In particular, we saw that Brazil's and Ethiopia's coffee industries are likely not very comparable. However, the similarities and differences between Ethiopia's and Vietnam's are promising. The plots tentatively suggest that Ethiopia could develop its coffee industry by increasing the yield on its land, though more investigation is required to determine how Vietnam achieved such high yields (e.g. importing high-quality pesticides?), as well as by devoting more land to crops.

## Takeaways

Here, you have further practiced your skills in reading charts and plots, gathering information, and assessing information sufficiency. You also saw that problems and questions can often be posed to you in vague and unanswerable ways, and that it is your job to narrow that down to a much more tractable hypothesis. You saw that a very effective way to do this was to read up on recent developments in the domain, in order to find something very specific with a more clear "right/wrong" answer. This again highlights a key point, which will come up again and again in this course: domain knowledge and/or expertise is essential to every part of the data science & analytics process.

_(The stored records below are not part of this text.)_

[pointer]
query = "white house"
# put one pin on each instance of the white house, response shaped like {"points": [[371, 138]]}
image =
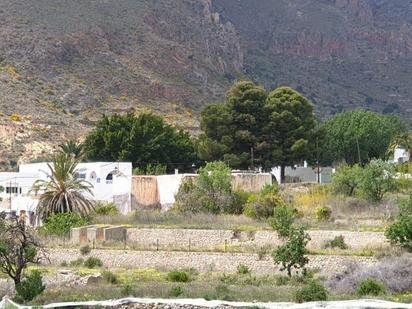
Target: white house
{"points": [[401, 155], [111, 182]]}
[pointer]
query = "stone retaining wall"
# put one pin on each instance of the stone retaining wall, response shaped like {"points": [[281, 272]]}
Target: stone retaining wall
{"points": [[209, 239], [203, 262]]}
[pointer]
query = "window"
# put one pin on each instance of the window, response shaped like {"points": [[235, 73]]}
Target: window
{"points": [[109, 178], [80, 175], [13, 190]]}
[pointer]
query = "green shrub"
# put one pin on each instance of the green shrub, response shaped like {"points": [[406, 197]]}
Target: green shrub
{"points": [[263, 251], [323, 213], [109, 277], [400, 232], [77, 263], [313, 291], [30, 287], [64, 264], [176, 291], [293, 253], [347, 180], [240, 199], [377, 180], [372, 287], [106, 209], [93, 262], [243, 269], [85, 250], [337, 242], [127, 290], [282, 280], [211, 192], [178, 276], [61, 224], [151, 169], [262, 206], [283, 219]]}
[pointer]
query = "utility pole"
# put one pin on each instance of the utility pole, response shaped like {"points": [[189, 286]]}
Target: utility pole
{"points": [[10, 193], [357, 145], [252, 156], [317, 157]]}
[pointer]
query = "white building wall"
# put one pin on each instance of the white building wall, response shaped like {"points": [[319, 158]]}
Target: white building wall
{"points": [[401, 155], [116, 188]]}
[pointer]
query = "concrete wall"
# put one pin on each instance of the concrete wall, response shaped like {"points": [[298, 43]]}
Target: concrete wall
{"points": [[201, 261], [251, 182], [160, 191], [145, 193]]}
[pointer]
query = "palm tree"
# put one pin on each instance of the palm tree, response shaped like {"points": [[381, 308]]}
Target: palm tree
{"points": [[73, 147], [62, 192], [403, 141]]}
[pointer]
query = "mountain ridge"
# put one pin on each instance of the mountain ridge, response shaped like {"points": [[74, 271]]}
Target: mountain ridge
{"points": [[65, 63]]}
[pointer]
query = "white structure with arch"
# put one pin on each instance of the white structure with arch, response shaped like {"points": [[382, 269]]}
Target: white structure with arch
{"points": [[111, 182]]}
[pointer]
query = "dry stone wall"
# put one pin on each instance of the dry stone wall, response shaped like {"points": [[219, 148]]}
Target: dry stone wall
{"points": [[212, 239], [201, 261]]}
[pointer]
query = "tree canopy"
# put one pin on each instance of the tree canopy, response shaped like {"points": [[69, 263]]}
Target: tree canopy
{"points": [[62, 191], [141, 139], [275, 129], [231, 130], [359, 136], [288, 130]]}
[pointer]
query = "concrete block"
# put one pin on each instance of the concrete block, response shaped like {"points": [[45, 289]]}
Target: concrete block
{"points": [[116, 233]]}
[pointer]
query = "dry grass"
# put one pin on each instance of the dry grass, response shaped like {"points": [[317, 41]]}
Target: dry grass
{"points": [[172, 219], [154, 284], [395, 272], [348, 213]]}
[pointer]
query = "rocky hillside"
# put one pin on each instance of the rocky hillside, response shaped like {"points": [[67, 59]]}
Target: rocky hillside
{"points": [[63, 63], [340, 53]]}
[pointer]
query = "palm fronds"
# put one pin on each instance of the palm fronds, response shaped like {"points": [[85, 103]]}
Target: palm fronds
{"points": [[62, 192]]}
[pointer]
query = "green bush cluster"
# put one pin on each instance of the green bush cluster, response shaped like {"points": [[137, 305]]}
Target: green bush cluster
{"points": [[110, 277], [60, 224], [176, 291], [93, 262], [243, 269], [337, 242], [30, 287], [106, 209], [262, 205], [178, 276], [372, 287], [400, 232], [293, 254], [313, 291], [85, 250], [283, 218], [371, 182], [323, 213]]}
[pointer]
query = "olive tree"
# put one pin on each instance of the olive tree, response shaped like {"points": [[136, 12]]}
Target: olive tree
{"points": [[18, 248], [293, 254]]}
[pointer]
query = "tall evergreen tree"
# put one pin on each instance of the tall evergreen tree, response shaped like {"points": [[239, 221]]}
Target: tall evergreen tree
{"points": [[288, 130], [231, 131]]}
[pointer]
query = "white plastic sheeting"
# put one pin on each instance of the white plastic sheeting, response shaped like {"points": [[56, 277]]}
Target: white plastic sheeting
{"points": [[353, 304]]}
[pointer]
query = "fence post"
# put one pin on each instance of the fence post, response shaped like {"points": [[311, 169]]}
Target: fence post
{"points": [[125, 238]]}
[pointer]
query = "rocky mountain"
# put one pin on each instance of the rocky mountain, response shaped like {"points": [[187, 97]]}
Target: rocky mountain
{"points": [[63, 63]]}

After this case, you should have an idea of how to frame an EDA process around a problem. For proficiency, we recommend that you practice this process on numerous data problems until you are confident in your ability to frame an EDA process regardless of domain expertise (this does not, however, undermine the absolute importance of domain expertise in helping you solve problems). We hope that you will fall back on the examples/concepts presented here when you reach a bottleneck in future EDA processes.

A few things to keep in mind:

1. There is no clear termination point in EDA - you are never officially *done*, but a good data scientist makes a judgement call on when EDA has been comprehensive enough for their purposes.
2. Do not think only laterally & associatively, but rather deductively in a logical manner. We logically moved step by step from general crops to a specific coffee-focused strategy for Ethiopia as opposed to brainstorming a bunch of different crops at the outset, which would have created much more work.

The way that you resolved the hypothesis at hand here was generally qualitative - through interpreting charts & graphs, and using logical thinking skills. In future cases, you will learn how to validate/invalidate hypotheses that you generate via more quantitative and technical methods.